Summary: 1. In defence of pre-contractual employment relationship and its relevance for labour law. 2. Profiling through data and information dyad. 3. Recruitment practices involving automated profiling of the candidates in the light of right not to be subject to a decision based merely on automated processing ex Article 22 GDPR. Cleaving power of the algorithmdriven hiring tools. 4. Algorithm cannot be lied to. Right to lie as a defence mechanism. Exception from culpa in contrahendo and its problematic application in automated profiling. 5. Final remarks.

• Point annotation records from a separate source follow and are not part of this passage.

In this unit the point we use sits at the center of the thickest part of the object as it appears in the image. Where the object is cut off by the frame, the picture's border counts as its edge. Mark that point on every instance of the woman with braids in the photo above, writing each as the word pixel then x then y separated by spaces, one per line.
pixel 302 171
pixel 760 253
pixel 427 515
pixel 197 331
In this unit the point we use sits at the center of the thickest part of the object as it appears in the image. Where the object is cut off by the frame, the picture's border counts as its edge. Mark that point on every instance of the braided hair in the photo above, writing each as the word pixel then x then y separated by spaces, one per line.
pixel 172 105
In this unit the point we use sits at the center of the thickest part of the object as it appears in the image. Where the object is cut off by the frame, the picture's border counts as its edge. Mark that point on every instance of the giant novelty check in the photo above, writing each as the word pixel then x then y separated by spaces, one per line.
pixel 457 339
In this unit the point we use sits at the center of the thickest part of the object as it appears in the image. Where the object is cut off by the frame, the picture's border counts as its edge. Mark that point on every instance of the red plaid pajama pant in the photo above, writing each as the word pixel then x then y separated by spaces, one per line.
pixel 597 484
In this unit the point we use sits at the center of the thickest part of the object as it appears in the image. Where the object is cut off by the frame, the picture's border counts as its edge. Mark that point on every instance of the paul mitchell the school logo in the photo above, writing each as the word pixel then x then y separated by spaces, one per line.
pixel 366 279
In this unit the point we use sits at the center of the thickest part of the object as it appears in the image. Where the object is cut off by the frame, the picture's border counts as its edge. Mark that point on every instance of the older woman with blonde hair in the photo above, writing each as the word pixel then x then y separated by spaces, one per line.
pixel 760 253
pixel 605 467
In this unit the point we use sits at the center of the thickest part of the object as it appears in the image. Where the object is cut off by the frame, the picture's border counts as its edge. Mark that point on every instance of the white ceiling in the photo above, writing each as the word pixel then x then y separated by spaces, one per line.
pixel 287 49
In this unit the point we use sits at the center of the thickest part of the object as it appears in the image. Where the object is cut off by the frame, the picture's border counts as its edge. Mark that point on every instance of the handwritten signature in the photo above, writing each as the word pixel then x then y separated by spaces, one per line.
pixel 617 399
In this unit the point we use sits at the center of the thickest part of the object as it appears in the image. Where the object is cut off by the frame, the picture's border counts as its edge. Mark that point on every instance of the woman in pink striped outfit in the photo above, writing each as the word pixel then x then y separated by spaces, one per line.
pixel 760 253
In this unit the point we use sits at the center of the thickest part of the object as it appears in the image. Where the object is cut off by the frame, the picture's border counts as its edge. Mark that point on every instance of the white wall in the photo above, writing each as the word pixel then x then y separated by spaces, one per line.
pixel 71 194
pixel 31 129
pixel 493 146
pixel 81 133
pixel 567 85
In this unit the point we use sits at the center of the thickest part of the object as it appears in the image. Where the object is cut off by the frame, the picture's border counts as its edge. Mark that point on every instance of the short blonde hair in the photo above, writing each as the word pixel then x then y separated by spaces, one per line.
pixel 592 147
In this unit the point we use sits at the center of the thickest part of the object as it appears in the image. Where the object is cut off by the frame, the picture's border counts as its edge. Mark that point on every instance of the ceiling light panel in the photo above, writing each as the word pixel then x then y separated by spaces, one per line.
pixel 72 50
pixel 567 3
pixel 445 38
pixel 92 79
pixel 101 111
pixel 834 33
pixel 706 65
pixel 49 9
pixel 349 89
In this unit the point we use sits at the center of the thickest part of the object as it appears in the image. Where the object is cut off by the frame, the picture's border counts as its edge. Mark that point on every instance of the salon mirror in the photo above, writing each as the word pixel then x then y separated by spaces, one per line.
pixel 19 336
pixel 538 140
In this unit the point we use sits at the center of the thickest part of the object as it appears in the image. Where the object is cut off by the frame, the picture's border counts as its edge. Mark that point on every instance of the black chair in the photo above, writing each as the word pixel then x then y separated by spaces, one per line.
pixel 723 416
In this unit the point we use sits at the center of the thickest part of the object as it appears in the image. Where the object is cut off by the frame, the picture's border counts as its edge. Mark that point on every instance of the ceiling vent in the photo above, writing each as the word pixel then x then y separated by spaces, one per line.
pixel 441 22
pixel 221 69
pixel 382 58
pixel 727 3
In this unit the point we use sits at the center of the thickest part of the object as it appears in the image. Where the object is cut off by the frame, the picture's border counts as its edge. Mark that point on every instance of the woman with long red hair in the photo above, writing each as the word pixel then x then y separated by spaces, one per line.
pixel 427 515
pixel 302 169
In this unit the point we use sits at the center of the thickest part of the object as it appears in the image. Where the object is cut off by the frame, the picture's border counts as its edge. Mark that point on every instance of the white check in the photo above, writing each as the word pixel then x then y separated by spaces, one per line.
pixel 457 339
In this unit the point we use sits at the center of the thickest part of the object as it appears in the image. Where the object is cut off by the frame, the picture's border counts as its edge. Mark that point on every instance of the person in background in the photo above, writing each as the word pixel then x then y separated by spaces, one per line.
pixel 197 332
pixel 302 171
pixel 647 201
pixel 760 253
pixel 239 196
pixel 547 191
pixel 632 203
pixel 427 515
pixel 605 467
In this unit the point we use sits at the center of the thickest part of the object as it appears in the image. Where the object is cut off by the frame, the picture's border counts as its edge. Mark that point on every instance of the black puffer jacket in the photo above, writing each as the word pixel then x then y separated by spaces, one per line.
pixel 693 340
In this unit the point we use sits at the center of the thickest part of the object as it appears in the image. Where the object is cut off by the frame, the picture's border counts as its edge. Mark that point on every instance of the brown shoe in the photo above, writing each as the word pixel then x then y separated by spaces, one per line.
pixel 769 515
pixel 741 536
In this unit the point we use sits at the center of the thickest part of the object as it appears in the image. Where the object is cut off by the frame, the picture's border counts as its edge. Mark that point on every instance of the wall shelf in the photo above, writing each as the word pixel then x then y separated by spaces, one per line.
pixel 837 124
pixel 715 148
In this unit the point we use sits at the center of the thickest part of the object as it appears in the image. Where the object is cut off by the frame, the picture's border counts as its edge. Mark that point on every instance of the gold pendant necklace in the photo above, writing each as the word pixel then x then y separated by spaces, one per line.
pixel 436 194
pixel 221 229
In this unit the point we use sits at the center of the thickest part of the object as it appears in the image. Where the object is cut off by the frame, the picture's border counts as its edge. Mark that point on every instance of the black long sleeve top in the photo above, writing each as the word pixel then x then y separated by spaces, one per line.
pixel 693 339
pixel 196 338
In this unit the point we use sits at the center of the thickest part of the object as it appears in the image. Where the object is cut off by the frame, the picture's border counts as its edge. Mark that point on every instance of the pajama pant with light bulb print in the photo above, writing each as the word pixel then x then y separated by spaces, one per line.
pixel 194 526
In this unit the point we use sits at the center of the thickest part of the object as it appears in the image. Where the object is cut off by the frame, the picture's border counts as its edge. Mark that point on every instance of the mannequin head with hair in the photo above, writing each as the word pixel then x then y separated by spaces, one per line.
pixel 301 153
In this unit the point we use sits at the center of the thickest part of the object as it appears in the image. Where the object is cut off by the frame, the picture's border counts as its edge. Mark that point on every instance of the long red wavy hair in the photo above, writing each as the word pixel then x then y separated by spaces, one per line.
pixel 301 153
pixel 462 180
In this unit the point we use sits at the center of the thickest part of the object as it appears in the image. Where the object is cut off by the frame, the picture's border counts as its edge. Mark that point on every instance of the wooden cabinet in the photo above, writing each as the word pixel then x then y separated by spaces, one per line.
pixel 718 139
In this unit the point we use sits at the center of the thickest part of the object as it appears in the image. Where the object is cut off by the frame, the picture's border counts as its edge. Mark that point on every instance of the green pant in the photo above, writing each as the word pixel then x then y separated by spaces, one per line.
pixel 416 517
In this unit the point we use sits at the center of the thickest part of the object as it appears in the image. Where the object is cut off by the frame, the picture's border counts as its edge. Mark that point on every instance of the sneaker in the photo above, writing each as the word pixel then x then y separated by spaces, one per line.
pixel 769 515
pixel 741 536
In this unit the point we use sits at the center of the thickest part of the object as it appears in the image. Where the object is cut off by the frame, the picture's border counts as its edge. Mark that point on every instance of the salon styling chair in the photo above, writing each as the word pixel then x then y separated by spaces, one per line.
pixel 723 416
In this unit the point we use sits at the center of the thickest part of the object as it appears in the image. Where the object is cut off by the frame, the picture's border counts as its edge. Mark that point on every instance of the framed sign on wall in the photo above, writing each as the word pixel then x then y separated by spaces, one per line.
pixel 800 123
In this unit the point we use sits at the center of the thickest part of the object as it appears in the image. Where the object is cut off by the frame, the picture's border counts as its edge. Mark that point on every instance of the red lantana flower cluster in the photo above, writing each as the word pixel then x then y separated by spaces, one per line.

The essay deals with the pre-contractual phase of the employment relationship, the subject-matter largely neglected by labouristic doctrine which however deserves a more in-depth analysis in relation to new technologies. It starts with the acknowledgment of doctrinal indifference towards of this phase of the employment relationship and its roots; the Author then justifies the protective interventions of the legislator in the matter by so called theory of democratic deficit. The analysis provides some insight into the conceptual differences between the notions “data” and “information” depending on whether they are used in automated or human profiling, and underlines their improper use by the European legislator. Against this backdrop the inquiry addresses automatic profiling through the critical scrutiny of Article 22 GDPR. It concludes with the hypothesis of the right to lie as a lawful tool if used as a legitimate defence against banned investigations by the potential employer, and its failure when algorithms take over.
Pre-contractual employment relationship, data and information, automated profiling, right to explanation, right to lie.